These are the key concepts you need to understand to accurately answer the question.

Confidence Interval

A confidence interval is a range of values that is used to estimate an unknown population parameter. In the context of this problem, it helps us understand the variation in time differences when contestants eat the ninth Whoopie Pie compared to the first. This interval gives us a range in which we expect the true mean paired difference to lie with a certain level of confidence, typically 95%.
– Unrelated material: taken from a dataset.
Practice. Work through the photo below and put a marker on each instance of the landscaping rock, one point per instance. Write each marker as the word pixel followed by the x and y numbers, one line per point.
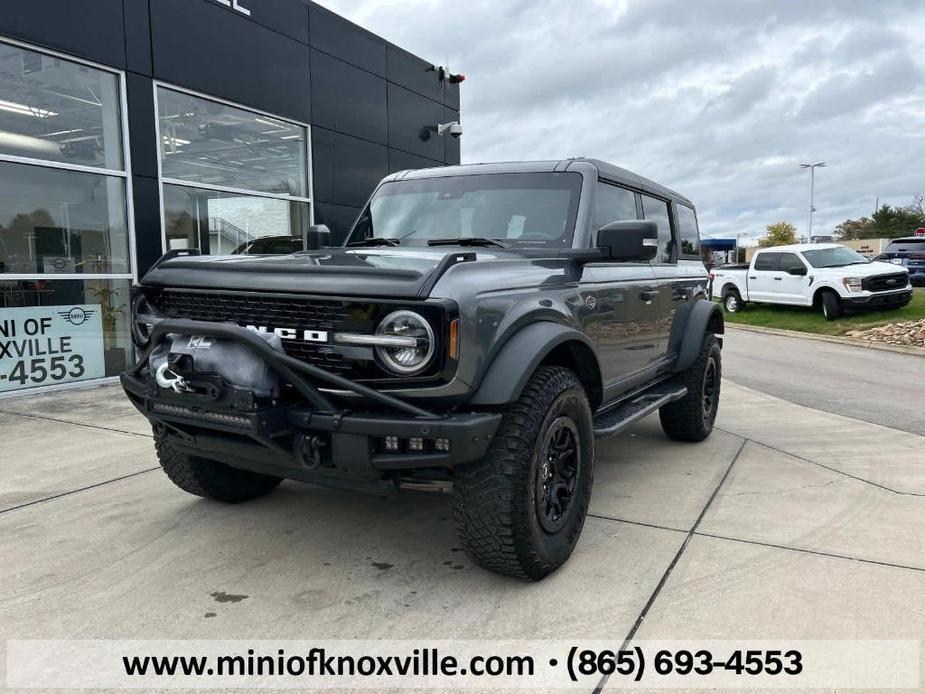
pixel 905 333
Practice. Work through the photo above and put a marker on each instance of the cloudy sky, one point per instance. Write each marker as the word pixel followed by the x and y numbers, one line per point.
pixel 718 99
To calculate this interval, you'll first need the mean difference and the standard deviation of the paired differences. The formula for constructing a confidence interval is:

• \( \overline{x} \pm t_{n-1, \frac{\alpha}{2}} \cdot \frac{s}{\sqrt{n}} \)

Where:

• \( \overline{x} \) is the sample mean of the differences
• \( t_{n-1, \frac{\alpha}{2}} \) is the t-value from the t-distribution table
• \( s \) is the standard deviation
• \( n \) is the number of paired observations

This approach helps us to determine not just an average but a reliable range reflecting real-world variability.

Hypothesis Testing

Hypothesis testing is a statistical method used to make decisions about the data population. In this problem, we want to test if eating the ninth pie takes significantly longer than the first by at least 15 seconds. This involves setting up two hypotheses:

• Null Hypothesis \( (H_0): \mu_D = 15 \)
• Alternative Hypothesis \( (H_1): \mu_D > 15 \)

The null hypothesis suggests that there is no significant difference, while the alternative suggests there is.

We perform the test by calculating a test statistic and comparing it to a critical value from the t-distribution. If the calculated t-value exceeds the critical value, we reject the null hypothesis. This rejection means that our data supports the claim that the ninth pie takes significantly longer to eat by more than 15 seconds.

This method helps us quantify our levels of confidence and uncertainty about our conclusions.

Mean Difference

The mean difference is the average of all paired differences between participants' times. It tells us the central tendency of the differences in time taken for eating the ninth pie compared to the first.

To calculate this, sum up all the paired differences and divide them by the number of pairs:

• Mean Difference \( \overline{D} = \frac{\sum D_i}{n} \)

Where \( D_i \) represents each individual difference and \( n \) is the number of participants.

In this exercise, the mean difference helps to answer whether, on average, contestants take longer to eat the ninth pie. This value is critical for both forming the confidence interval and performing hypothesis testing. By understanding the mean difference, we get a clearer view of the overall shift in participants' eating performance.

Standard Deviation

Standard deviation is a measure of the amount of variation or dispersion in a set of values. For this exercise, it shows how spread out the contestants' time differences are from the mean difference.

To calculate standard deviation for the paired differences, use:

• \( s = \sqrt{\frac{\sum (D_i - \overline{D})^2}{n-1}} \)

Where \( D_i \) are the individual paired differences, \( \overline{D} \) is the mean of those differences, and \( n \) is the number of pairs.

A small standard deviation indicates that the time differences are close to the mean, while a larger standard deviation means they are more spread out. Understanding this helps us in interpreting the confidence interval and hypothesis test results, as high variability can influence these outcomes by making it harder to detect true differences.